In his freshman season at Syracuse in 2013–14, Ennis was named to the 2014 All-ACC second team, All-ACC Freshmen Team, and All-ACC Defensive Team. In 34 games, he averaged 12.9 points, 3.4 rebounds, 5.5 assists and 2.1 steals in 35.7 minutes per game.

On February 28, 2014, Ennis was named one of the ten semi-finalists for the Naismith College Player of the Year.

Ennis helped lead the Syracuse Orange past Western Michigan in the second round of the 2014 NCAA Tournament, but missed a three-pointer at the buzzer of the following game that would have taken Syracuse past Dayton and into the Sweet Sixteen.

==Professional career==

===Phoenix Suns (2014–2015)===
On June 26, 2014, Ennis was selected with the 18th overall pick in the 2014 NBA draft by the Phoenix Suns. He later joined the Suns for the 2014 NBA Summer League. On August 8, he signed his rookie scale contract with the Suns. He made his NBA debut on October 29 in the Suns' season opener against the Los Angeles Lakers, recording two points, three assists and one block in a 119–99 win. During his rookie season with the Suns, Ennis received multiple assignments to the Bakersfield Jam of the NBA Development League.

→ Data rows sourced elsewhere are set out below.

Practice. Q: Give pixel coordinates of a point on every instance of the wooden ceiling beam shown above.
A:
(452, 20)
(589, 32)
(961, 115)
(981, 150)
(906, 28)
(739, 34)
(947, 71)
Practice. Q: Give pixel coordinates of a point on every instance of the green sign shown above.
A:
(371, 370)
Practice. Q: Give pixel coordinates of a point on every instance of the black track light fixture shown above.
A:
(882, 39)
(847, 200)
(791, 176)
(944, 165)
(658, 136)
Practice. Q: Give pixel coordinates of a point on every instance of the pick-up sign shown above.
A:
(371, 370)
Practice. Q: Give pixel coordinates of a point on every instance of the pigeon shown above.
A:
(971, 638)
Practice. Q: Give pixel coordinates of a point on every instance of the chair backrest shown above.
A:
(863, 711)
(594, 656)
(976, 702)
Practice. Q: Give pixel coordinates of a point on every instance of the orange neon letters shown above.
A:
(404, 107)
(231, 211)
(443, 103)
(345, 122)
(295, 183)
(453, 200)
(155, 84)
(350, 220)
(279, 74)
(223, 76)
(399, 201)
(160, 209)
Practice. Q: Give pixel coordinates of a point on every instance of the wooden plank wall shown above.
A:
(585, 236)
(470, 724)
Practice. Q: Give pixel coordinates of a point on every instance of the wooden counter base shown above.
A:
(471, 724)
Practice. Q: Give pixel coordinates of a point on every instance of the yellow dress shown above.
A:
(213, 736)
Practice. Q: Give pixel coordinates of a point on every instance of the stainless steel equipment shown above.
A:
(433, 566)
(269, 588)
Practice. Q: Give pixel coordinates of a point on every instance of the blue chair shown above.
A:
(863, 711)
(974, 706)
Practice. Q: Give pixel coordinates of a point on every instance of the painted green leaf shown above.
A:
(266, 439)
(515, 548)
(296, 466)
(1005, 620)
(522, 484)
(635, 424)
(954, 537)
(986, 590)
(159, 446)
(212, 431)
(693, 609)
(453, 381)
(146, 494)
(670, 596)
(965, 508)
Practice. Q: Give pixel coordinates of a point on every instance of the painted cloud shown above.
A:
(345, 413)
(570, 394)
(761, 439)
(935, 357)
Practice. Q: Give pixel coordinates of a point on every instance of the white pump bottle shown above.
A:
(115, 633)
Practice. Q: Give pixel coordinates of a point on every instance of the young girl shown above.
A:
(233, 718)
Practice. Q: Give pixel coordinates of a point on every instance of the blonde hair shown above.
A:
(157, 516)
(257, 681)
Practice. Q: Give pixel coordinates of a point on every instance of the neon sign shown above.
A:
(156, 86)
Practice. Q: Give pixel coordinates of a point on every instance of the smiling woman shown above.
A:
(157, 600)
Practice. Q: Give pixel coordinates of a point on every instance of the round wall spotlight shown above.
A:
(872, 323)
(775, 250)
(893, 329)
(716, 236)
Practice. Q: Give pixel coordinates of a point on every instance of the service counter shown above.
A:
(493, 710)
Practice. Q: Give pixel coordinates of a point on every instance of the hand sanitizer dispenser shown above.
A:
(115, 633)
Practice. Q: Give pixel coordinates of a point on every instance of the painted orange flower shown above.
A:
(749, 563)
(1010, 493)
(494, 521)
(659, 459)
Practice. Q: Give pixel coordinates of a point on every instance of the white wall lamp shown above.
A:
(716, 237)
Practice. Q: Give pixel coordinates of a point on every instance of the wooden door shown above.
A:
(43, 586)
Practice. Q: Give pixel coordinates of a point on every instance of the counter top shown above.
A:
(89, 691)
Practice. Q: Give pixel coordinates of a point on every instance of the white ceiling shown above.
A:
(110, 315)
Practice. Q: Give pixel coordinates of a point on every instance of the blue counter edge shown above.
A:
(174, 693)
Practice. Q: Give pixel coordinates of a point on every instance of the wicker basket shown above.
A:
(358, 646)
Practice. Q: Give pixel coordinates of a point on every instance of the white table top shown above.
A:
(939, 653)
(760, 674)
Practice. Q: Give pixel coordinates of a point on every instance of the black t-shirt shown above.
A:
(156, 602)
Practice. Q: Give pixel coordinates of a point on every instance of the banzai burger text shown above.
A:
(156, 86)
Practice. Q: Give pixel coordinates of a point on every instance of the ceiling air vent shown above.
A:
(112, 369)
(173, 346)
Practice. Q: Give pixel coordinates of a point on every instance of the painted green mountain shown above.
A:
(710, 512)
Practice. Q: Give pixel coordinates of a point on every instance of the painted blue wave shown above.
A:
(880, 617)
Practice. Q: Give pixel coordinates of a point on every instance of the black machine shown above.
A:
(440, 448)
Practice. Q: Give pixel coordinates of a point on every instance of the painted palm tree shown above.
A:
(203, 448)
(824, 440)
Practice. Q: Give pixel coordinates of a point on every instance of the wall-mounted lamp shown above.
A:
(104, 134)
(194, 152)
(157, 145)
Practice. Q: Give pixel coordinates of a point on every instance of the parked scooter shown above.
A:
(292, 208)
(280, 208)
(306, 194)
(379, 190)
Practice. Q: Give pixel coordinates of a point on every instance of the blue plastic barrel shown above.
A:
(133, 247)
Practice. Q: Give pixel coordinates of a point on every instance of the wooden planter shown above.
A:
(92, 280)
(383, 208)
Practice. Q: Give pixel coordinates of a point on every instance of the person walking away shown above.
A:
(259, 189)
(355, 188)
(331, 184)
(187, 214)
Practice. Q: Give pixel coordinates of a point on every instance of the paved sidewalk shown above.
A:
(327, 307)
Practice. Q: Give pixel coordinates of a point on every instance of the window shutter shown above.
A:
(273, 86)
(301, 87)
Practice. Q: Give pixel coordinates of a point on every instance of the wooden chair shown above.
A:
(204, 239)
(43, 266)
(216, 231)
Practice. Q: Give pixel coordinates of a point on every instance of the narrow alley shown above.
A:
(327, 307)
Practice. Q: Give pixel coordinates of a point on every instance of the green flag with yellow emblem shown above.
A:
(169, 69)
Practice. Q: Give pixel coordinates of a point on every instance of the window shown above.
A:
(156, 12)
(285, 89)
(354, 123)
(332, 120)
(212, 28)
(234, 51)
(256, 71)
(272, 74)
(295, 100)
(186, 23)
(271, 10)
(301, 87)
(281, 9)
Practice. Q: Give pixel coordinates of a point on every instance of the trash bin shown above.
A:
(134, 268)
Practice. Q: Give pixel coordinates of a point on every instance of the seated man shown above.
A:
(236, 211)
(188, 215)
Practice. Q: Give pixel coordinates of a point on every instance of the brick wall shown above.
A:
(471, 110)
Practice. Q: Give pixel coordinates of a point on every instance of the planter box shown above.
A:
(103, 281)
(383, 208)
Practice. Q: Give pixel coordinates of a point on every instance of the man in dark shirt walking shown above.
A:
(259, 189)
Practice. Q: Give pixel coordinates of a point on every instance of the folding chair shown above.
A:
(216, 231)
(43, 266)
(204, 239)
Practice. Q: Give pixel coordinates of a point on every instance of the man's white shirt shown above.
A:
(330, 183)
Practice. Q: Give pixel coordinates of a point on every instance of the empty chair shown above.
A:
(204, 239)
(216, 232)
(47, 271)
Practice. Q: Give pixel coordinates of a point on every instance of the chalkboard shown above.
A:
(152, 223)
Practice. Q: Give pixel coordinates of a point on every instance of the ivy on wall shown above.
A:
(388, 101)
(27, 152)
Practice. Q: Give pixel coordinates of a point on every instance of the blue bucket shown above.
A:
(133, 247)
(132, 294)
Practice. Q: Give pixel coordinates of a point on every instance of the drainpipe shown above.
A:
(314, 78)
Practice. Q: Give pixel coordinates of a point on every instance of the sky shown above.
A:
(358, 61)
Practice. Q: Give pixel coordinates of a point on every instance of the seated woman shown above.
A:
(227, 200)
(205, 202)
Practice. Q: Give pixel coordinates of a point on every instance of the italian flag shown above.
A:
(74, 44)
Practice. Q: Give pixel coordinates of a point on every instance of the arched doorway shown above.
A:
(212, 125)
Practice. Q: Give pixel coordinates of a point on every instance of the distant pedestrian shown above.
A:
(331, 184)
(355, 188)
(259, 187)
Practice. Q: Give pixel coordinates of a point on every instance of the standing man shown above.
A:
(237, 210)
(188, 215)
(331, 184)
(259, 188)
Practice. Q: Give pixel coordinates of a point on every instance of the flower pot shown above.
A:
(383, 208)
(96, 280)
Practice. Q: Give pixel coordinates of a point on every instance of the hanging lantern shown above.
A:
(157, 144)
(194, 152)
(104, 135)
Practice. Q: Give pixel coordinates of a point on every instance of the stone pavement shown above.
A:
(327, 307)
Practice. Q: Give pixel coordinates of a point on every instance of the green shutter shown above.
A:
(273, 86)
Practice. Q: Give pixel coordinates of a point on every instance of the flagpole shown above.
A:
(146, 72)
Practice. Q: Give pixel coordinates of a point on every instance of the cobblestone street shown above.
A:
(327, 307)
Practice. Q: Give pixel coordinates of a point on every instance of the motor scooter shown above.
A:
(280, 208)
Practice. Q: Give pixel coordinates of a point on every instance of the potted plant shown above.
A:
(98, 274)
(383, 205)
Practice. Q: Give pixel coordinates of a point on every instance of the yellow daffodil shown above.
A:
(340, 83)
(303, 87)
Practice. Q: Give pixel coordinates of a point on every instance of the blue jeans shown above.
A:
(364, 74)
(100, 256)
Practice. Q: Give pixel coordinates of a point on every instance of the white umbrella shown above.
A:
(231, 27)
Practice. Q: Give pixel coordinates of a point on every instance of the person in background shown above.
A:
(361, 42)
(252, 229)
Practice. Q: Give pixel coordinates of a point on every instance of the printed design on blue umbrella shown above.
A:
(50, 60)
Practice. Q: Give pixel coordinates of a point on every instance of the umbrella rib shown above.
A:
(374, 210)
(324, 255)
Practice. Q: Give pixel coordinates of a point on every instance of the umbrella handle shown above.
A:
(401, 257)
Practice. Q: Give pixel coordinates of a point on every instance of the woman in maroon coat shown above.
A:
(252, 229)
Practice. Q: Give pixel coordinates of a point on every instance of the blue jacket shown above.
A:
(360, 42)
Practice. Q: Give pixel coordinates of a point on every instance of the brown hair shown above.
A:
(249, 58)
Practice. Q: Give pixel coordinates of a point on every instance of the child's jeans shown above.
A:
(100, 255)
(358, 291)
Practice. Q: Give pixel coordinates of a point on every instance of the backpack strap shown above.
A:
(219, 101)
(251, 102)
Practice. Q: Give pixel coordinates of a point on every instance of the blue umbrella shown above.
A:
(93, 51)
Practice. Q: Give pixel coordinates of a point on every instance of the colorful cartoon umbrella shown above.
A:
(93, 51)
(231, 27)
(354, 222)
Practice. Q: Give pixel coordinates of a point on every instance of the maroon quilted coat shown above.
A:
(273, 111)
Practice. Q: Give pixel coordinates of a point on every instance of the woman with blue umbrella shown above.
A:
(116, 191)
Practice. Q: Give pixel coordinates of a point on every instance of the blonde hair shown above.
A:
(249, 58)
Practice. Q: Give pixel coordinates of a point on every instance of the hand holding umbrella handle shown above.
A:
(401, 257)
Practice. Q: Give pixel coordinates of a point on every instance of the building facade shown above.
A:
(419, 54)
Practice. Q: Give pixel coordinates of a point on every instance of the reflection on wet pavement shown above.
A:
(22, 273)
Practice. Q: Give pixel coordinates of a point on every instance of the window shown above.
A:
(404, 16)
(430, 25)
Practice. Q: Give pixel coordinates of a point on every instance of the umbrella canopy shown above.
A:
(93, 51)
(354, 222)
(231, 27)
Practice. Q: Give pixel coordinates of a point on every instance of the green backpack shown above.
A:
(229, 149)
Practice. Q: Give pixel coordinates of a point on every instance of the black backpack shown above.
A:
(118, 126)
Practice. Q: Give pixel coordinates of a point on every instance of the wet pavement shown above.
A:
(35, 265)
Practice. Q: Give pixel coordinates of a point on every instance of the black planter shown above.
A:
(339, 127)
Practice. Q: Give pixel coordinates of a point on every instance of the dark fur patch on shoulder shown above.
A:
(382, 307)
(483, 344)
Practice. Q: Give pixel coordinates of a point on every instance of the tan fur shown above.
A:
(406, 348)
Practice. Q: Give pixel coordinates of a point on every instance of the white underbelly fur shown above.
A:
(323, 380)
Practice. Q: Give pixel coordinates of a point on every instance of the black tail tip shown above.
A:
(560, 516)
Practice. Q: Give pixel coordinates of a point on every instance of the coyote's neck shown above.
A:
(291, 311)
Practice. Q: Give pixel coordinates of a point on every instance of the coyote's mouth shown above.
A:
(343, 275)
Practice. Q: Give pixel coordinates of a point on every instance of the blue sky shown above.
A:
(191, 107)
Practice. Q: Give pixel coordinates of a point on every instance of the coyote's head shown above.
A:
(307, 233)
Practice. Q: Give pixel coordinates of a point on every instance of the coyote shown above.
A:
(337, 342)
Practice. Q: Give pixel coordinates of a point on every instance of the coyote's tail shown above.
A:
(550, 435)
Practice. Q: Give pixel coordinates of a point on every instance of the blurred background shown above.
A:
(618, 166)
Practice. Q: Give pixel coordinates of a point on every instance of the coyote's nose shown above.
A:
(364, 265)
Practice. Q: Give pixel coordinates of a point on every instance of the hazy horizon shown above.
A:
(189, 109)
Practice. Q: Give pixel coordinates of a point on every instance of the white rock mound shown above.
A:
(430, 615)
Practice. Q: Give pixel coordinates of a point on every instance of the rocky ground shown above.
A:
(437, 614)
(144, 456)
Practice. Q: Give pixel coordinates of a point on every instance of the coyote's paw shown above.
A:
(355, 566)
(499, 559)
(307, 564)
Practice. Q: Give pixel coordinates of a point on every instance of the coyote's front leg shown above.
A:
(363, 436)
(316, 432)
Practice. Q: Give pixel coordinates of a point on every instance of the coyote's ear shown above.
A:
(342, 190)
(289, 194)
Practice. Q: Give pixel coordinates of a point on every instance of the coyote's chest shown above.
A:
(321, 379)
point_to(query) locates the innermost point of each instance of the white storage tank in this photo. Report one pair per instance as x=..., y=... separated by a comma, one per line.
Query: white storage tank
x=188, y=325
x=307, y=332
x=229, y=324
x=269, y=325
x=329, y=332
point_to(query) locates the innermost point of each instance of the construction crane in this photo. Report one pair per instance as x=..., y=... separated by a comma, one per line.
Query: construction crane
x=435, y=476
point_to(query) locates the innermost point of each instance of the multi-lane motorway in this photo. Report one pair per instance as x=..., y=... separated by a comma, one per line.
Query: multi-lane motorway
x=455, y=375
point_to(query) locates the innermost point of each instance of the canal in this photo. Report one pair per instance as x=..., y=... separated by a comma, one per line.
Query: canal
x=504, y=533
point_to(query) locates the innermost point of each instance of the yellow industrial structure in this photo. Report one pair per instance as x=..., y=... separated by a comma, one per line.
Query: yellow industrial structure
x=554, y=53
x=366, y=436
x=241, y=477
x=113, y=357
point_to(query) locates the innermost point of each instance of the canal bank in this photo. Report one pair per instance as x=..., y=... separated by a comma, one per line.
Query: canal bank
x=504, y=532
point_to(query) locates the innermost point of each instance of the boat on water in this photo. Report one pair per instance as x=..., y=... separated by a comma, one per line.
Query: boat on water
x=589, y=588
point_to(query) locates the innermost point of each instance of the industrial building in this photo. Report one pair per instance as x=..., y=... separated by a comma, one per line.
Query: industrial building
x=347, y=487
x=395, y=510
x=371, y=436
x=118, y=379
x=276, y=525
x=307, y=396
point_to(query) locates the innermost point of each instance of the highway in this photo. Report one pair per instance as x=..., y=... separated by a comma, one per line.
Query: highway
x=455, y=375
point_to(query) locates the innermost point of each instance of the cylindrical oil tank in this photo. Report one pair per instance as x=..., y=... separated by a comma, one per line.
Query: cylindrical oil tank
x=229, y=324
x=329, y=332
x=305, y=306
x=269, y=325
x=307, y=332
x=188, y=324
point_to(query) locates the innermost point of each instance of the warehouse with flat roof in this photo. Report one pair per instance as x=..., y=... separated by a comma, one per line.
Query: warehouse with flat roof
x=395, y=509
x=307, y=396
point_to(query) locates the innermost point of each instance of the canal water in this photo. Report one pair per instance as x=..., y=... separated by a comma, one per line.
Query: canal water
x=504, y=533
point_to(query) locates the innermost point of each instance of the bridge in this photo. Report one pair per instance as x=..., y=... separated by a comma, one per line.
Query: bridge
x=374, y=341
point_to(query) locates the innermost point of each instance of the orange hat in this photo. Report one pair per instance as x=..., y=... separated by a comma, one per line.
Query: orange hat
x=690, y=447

===Milwaukee Bucks (2015–2016)===
On February 19, 2015, Ennis was traded, along with Miles Plumlee, to the Milwaukee Bucks as part of a three-team deal involving the Philadelphia 76ers; as part of the deal, the Bucks also received Michael Carter-Williams from Philadelphia, while Phoenix received Brandon Knight and Kendall Marshall from Milwaukee and Philadelphia received a future first-round pick from Phoenix. The next day, Ennis made his debut for the Bucks, recording four points and two assists off the bench in 89–81 win over the Denver Nuggets.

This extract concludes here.